挥之不去的感觉,伤过心的人都熟悉,它带着那份弥足珍贵的率真和情感的共振。数月之后,怀特又留意到一条狗的寂寞:一天,我不在家的时候,它在起居室找到了我的一件羊毛衬衫,把它撕得支离破碎,这究竟是出于愤怒还是焦虑,我不得而知。无论是对于年迈的还是年轻的怀特,焦虑都是其一大性格要素。正如一篇以区区数笔虚构出一位沃朗特先生的短文所言:他的写作生涯开端于恰尔兹餐馆,一位女招待把白脱牛奶溅到他身上,当时沃朗特先生记下了这场灾难,并把文章卖给了一家创立不久、缺乏经验的杂志,由此得到了一个极其重大的发现:只要记下一些简明易读的关于自身的不幸之事,就能得到报酬。在怀特写作生涯的另一端,年迈的不幸在一棵倒塌的树上得到了共鸣:
我花了几百元钱想尽力保住这棵榆树,却是枉然。那棵树还是随着一声砰然巨响倒在了草地上。现在,他们要我花一大笔钱尽力保住自己的视网膜,但这终将依旧枉然。
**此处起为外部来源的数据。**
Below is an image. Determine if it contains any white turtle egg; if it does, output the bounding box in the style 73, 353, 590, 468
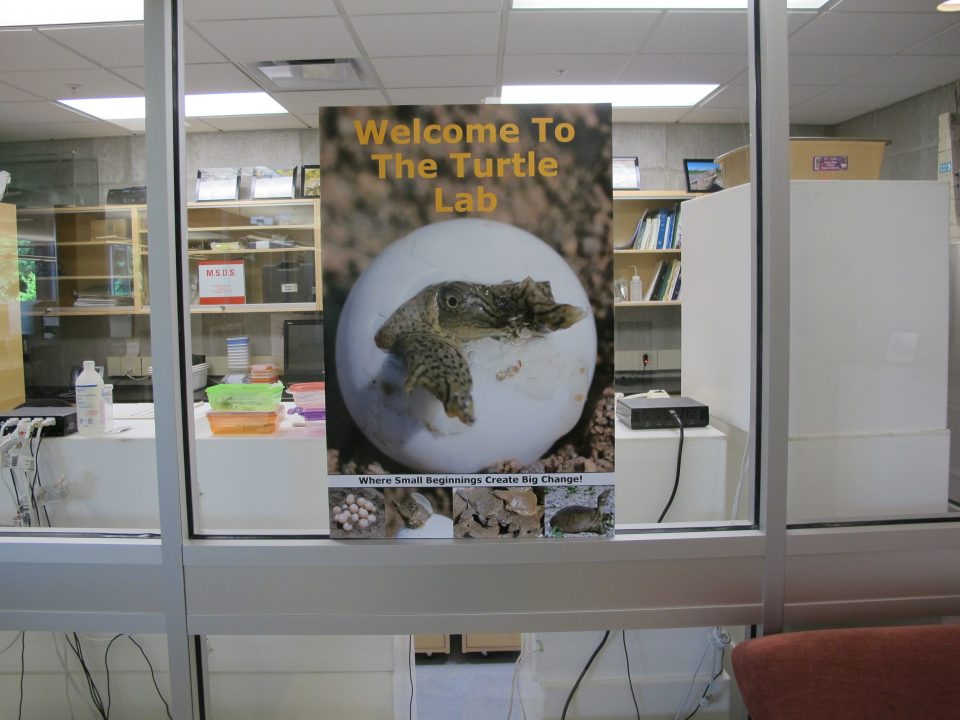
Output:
336, 218, 597, 472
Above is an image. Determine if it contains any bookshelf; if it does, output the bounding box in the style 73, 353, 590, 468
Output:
17, 198, 322, 316
613, 190, 696, 309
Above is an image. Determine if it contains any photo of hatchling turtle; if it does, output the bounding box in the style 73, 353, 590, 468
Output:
374, 277, 587, 425
453, 487, 544, 538
544, 485, 614, 537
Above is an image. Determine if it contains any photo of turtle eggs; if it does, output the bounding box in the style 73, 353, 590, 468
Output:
453, 487, 544, 538
544, 485, 614, 537
329, 488, 386, 538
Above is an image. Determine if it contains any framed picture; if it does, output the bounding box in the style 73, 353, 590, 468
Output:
197, 168, 240, 202
683, 160, 723, 192
300, 165, 320, 197
250, 167, 297, 200
613, 157, 640, 190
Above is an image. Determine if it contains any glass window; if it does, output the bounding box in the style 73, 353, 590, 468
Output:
182, 0, 754, 535
788, 0, 960, 523
0, 3, 160, 531
204, 627, 745, 718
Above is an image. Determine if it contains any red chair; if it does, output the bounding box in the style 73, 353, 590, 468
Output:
732, 625, 960, 720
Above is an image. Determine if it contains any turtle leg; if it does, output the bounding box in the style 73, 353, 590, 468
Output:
392, 332, 475, 425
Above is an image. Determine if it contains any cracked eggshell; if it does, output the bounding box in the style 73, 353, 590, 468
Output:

这个敏感易伤、洞察秋毫的男人发现,艺术创作的天地同时盛产重创,当童话经典《夏洛的网》改编成动画片时,他写道:听到威尔伯在汉纳-巴贝拉的影片中唱着我能说,我能说,就觉得自己能无往不胜,我想仗剑疾行,却找不到剑。
在怀特生命的最后几年中,有很多信是写给当时正在潜心创作怀特传记的康奈尔大学的斯科特·埃尔吉教授的,信中,友情使严苛缓和了不少。怀特耐心地勘误,提供实据,并幽默地提出异议:
我觉得,即使你已经做了一些删节,文稿还是太长。最可怕的事实是,我的一生并非如此有趣。我看着看着就睡过去了,尽管写的是我自己的事情。
当手稿成为书籍时,书的主人公表达了关于封套上内容简介的疑虑:
内容简介中称我为美国最受爱戴的作家。这不但会引发质疑,而且无论如何也算不上是一个好的卖点。我是个老派的广告人,我知道,读者宁愿去买一本关于人人都恨透了的作家的书。
几个月后,他用这样令人震惊的笔调向传记作者形容该书:您这本传记所写的那位作家,永远无法让您的书堪称一流。两年之前,在他们合作期间,怀特一边表示想引退不干,一边还表达恭敬之意,他对埃尔吉如此说道:
对于我在你修改文稿中所起的重要作用一说,我颇有犹豫,生怕让读者有这样的印象,好像是我附身于你写起了自己的故事。不管怎么说,传记主人公依然活着,还在说三道四,这样的角色让我颇感不安,也不知该如何处理。我既希望置身度外,又渴望帮着澄清事实,两种愿望同样强烈,让人左右为难。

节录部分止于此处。